Lemire’s stubby oppositional stands out, well, like a sore thumb, as the other fingers on his hand were detached above the knuckle in an work accident he suffered after being forced into farm labour as an orphan at 13.
Somewhere along the line the digit allegedly developed the powers to heal a variety of illnesses, its touch could allegedly help breasts grow.
When pressed, it could crush female cysts in areas that the Chicoutimi sun has not been known to shine.
From a shack decorated with a diploma from a little-known Brazilian healing institute, Lemire diagnosed and promised to cure diseases from AIDS to cancer to throat warts, which he promised to heal through French kissing.
Ten dissatisfied female "patients" ranging from 13 to 45 eventually turned him in.
But this isn’t a tale of head-shakingly gullible women being taken by a nutty naturopath, according to Lemire’s lawyer Pierre Gagnon, who argues that the women operated under the principle that a thumb supremacist fool and his money are quickly parted.

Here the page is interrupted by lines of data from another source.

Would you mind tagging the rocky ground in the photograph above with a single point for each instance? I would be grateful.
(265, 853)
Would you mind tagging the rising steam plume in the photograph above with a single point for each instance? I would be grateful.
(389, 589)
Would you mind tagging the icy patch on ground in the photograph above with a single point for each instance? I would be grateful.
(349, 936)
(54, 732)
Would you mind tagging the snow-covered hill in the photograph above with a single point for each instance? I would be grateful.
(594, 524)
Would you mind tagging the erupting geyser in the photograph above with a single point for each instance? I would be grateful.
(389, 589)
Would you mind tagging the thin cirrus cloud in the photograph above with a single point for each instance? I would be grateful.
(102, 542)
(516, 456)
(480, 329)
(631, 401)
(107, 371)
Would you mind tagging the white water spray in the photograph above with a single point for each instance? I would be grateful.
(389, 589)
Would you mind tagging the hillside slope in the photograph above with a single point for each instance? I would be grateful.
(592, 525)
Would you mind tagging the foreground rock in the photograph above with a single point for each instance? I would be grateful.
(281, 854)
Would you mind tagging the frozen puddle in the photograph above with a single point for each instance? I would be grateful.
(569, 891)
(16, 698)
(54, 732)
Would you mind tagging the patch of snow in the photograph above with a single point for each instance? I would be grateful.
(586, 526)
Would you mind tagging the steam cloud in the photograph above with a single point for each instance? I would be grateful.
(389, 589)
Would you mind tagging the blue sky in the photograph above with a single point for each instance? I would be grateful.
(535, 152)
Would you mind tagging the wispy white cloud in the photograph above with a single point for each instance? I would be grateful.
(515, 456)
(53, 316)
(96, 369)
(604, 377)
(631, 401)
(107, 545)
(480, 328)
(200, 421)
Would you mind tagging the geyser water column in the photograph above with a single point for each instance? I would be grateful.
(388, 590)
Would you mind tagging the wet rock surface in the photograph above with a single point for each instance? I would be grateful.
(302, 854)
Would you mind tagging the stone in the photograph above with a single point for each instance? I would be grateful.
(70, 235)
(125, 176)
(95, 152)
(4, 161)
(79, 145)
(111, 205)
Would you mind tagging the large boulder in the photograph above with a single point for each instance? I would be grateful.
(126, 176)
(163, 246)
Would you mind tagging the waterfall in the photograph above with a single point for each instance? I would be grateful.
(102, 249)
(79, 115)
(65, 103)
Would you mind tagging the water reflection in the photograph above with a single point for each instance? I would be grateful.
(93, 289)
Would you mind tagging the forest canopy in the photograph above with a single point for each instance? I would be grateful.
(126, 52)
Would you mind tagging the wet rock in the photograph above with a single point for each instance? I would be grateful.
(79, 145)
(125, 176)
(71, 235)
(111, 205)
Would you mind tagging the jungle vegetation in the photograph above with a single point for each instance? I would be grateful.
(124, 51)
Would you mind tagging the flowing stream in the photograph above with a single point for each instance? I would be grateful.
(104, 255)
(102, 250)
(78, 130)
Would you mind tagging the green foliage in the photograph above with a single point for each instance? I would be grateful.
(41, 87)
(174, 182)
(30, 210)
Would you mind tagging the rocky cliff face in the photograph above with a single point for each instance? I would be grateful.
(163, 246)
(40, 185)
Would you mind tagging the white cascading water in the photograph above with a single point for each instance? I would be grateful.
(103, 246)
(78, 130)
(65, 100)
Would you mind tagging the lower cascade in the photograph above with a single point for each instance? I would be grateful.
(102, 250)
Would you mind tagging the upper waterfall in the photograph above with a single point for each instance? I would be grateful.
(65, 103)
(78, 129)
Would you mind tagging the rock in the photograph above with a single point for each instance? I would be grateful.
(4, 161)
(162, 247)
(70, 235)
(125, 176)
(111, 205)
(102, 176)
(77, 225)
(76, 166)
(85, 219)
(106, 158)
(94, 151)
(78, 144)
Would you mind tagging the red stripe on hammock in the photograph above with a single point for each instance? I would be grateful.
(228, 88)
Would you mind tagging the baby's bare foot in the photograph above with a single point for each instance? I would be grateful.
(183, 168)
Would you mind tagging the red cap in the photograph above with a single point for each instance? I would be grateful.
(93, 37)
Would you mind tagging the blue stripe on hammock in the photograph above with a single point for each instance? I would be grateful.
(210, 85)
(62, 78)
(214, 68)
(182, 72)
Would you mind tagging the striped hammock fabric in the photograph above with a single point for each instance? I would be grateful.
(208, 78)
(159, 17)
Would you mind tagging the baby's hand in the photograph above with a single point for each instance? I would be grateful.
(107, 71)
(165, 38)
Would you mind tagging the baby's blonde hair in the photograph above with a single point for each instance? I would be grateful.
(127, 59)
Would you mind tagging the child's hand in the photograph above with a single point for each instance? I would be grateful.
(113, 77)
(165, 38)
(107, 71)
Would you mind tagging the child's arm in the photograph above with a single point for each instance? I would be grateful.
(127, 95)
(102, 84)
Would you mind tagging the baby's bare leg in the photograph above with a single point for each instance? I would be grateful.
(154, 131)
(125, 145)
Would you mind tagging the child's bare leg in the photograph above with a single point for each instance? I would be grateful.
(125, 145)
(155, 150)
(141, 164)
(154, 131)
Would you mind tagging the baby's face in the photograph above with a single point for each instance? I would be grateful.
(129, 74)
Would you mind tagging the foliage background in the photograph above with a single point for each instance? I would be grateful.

“He told them he was rich and they believed it, they thought they would benefit from his supposed wealth.”
Lemire frequently flashed a notarized, but fake document boasting a $13 million fortune and constantly promised to buy gifts for his patients.
But even Lemire never fully believed in the magic of his thumb, says Gagnon, "it was just some sort of sexual fantasy he was pursuing."
A judge observed that Lemire had been convicted for what Gagnon describes as "just about everything in the criminal code," which led to the order to keep him in prison indefinitely.
Lemire gives thumb down to the verdict and says that he never claimed he could cure any ailments, "I deny it all," he says from his Port Cartier prison cell.
Lemire blames police enemies for his plight and says that his reclassification into dangerous offender status was the fruit of a broken-hearted Crown Prosecutor who he spurned in romance years before.
But Lemire admits other past crimes, which he says started after his father committed suicide and he became a ward of the state during the Duplessis era.
In those years parentless children were routinely sent to insane asylums and farm labour jobs. Lemire recently received a $11,000 government cheque to compensate for his ordeals as a Duplessis Orphan. He plans to appeal his conviction in April.